KR101867220B1 - Device and method for realtime stream processing to enable supporting both streaming model and automatic selection depending on stream data - Google Patents
Device and method for realtime stream processing to enable supporting both streaming model and automatic selection depending on stream data Download PDFInfo
- Publication number
- KR101867220B1 KR101867220B1 KR1020170023893A KR20170023893A KR101867220B1 KR 101867220 B1 KR101867220 B1 KR 101867220B1 KR 1020170023893 A KR1020170023893 A KR 1020170023893A KR 20170023893 A KR20170023893 A KR 20170023893A KR 101867220 B1 KR101867220 B1 KR 101867220B1
- Authority
- KR
- South Korea
- Prior art keywords
- stream data
- real
- data
- processing method
- time
- Prior art date
Links
Images
Classifications
-
- G—PHYSICS
- G06—COMPUTING; CALCULATING OR COUNTING
- G06F—ELECTRIC DIGITAL DATA PROCESSING
- G06F9/00—Arrangements for program control, e.g. control units
- G06F9/06—Arrangements for program control, e.g. control units using stored programs, i.e. using an internal store of processing equipment to receive or retain programs
- G06F9/46—Multiprogramming arrangements
- G06F9/466—Transaction processing
Landscapes
- Engineering & Computer Science (AREA)
- Software Systems (AREA)
- Theoretical Computer Science (AREA)
- Physics & Mathematics (AREA)
- General Engineering & Computer Science (AREA)
- General Physics & Mathematics (AREA)
- Measuring And Recording Apparatus For Diagnosis (AREA)
Abstract
A real-time stream processing method, an apparatus and a recording medium to which the method is applied are provided. According to the present real-time stream processing method, the real-time stream data processing method can be selected according to the type of the stream data, and the input stream data can be processed according to the selected real-time stream data processing method. By automatically selecting the model, the throughput of the real-time processing service can be increased.
Description
The present invention relates to a real-time stream processing technique, and more particularly, to a real-time stream processing method and apparatus for processing stream data in real time.
A real-time processing system should be guaranteed a service level with a delay time of less than a second and should provide a constant response speed and predictable performance.
Event Stream processing method guarantees low latency, enables almost all logic processing, and it is easy to implement state management. However, the event stream processing method has a problem that a bottleneck may occur if all data are concentrated on a specific key, and that all events must be handled separately, which increases the processing cost of the failure.
The micro-batching method reduces the trouble handling cost and the throughput rate because it processes data by batch. However, there is a problem that the micro-batching method has a limitation on logic processing and a large delay time.
Currently there is a real-time processing framework such as Storm, Samza, and Flink that uses event stream processing method and Spark which uses micro-batching method. However, it supports event stream processing method and micro-batching method simultaneously . In addition, when the stream is processed by the micro-batching method using the existing framework, the delay time is rapidly increased due to the data concentrated at a specific time.
This causes a problem that it is necessary to reset the batch interval at a specific time period during which data is concentrated so as to keep the low delay time constant. In addition, according to the service characteristic or the format classification of stream data (regular, semi-regular, irregular) It has the problem of changing the processing framework or integrating with other platforms to solve performance issues.
SUMMARY OF THE INVENTION The present invention has been made to solve the above problems, and it is an object of the present invention to provide a method and apparatus for selecting a real-time stream data processing method according to a type of stream data, And an apparatus and a recording medium to which the present invention is applied.
Another object of the present invention is to select and process a real-time stream data processing method among a micro-batching method or an event stream processing method according to the type of stream data, and a buffer having a fixed size is used as the micro- And an apparatus and a recording medium to which the present invention is applied.
According to an aspect of the present invention, there is provided a real-time stream processing method including: receiving stream data; Selecting a real-time stream data processing method according to a type of the stream data; And processing the input stream data in accordance with the selected real-time stream data processing method.
In the selection step, either the first real-time stream data processing method or the second real-time stream data processing method can be selected according to the type of the stream data.

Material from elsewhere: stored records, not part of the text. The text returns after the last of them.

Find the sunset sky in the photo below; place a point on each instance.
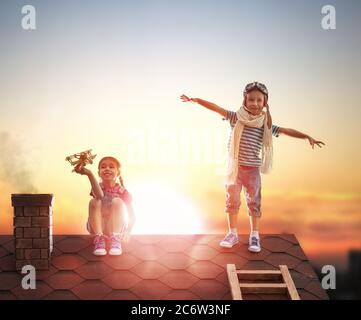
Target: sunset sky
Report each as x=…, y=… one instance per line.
x=108, y=75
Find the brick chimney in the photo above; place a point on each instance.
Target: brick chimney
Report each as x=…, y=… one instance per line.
x=33, y=229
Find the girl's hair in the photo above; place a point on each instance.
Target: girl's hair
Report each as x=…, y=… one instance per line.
x=265, y=97
x=117, y=164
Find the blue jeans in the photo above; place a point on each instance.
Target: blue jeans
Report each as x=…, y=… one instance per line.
x=250, y=179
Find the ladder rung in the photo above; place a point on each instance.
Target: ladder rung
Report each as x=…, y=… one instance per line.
x=263, y=275
x=263, y=287
x=258, y=272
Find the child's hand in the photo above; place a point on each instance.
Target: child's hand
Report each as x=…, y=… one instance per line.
x=187, y=99
x=313, y=142
x=82, y=170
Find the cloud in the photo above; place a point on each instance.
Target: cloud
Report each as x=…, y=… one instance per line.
x=13, y=166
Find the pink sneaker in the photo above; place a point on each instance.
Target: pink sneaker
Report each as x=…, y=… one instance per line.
x=99, y=245
x=229, y=240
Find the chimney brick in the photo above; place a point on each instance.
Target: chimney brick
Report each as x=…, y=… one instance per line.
x=31, y=232
x=31, y=211
x=32, y=254
x=33, y=229
x=22, y=222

In addition, the type of stream data may include fixed data, semi-fixed data, and unstructured data.
In the selection step, when the stream data is unstructured data or semi-fixed data, the real-time stream data processing method can be selected as the first real-time stream data processing method.
Also, the first real-time stream data processing method may be a micro-batching method.
A buffer of a fixed size may be used for the micro-batching method.
In the selection step, when the stream data is formatted data, the real-time stream data processing method may be selected by the second real-time stream data processing method.
The second real-time stream data processing method may be an event stream processing method.
In addition, the method may further include setting an automatic mode or a manual mode, and the selecting step may select a real-time stream data processing method set by a user when the manual mode is set.
According to another aspect of the present invention, there is provided a real-time stream processing apparatus including an input unit for receiving stream data; A selecting unit for selecting a real-time stream data processing method according to the type of the stream data; And a processing unit for processing the input stream data according to the selected real-time stream data processing method.
According to another aspect of the present invention, there is provided a computer-readable recording medium having a computer readable recording medium having recorded thereon a program for causing a computer to execute the steps of: receiving stream data; Selecting a real-time stream data processing method according to a type of the stream data; And processing the input stream data in accordance with the selected real-time stream data processing method.
According to another aspect of the present invention, there is provided a real-time stream processing method comprising: receiving stream data; Selecting a real-time stream data processing method from a micro-batching method or an event stream processing method according to a type of stream data; And processing input stream data according to the selected real-time stream data processing method. In the micro-batching method, a fixed-size buffer is used.
According to various embodiments of the present invention, a real-time stream processing method for selecting a real-time stream data processing method according to a type of stream data and processing input stream data according to a selected real-time stream data processing method, So that the throughput of the real-time processing service can be increased by automatically selecting the streaming model according to the type of stream data to be input.
In addition, two streaming models (event stream / micro-batching) are supported at the same time so that the existing real-time processing system can be used without modification. When a bottleneck occurs in the stream data processing based on the event stream method, it is possible to automatically select a microbatching method which is an alternative streaming model. In addition, the load balancing performance problem that occurs when the micro-batching method is used can be improved, and a lower delay time can be guaranteed.
FIG. 1 schematically shows a configuration of a real-time stream processing apparatus according to an embodiment of the present invention,
2 is a diagram provided in the description of a real-time stream processing method according to another embodiment of the present invention,
3 is a diagram provided in the description of a real-time stream processing method according to another embodiment of the present invention,
4 is a diagram schematically illustrating a real-time stream processing method according to another embodiment of the present invention,
FIG. 5 is a diagram schematically illustrating a conventional micro-batching system,
6 is a diagram schematically illustrating a micro-batching method according to another embodiment of the present invention.
Hereinafter, the present invention will be described in detail with reference to the drawings.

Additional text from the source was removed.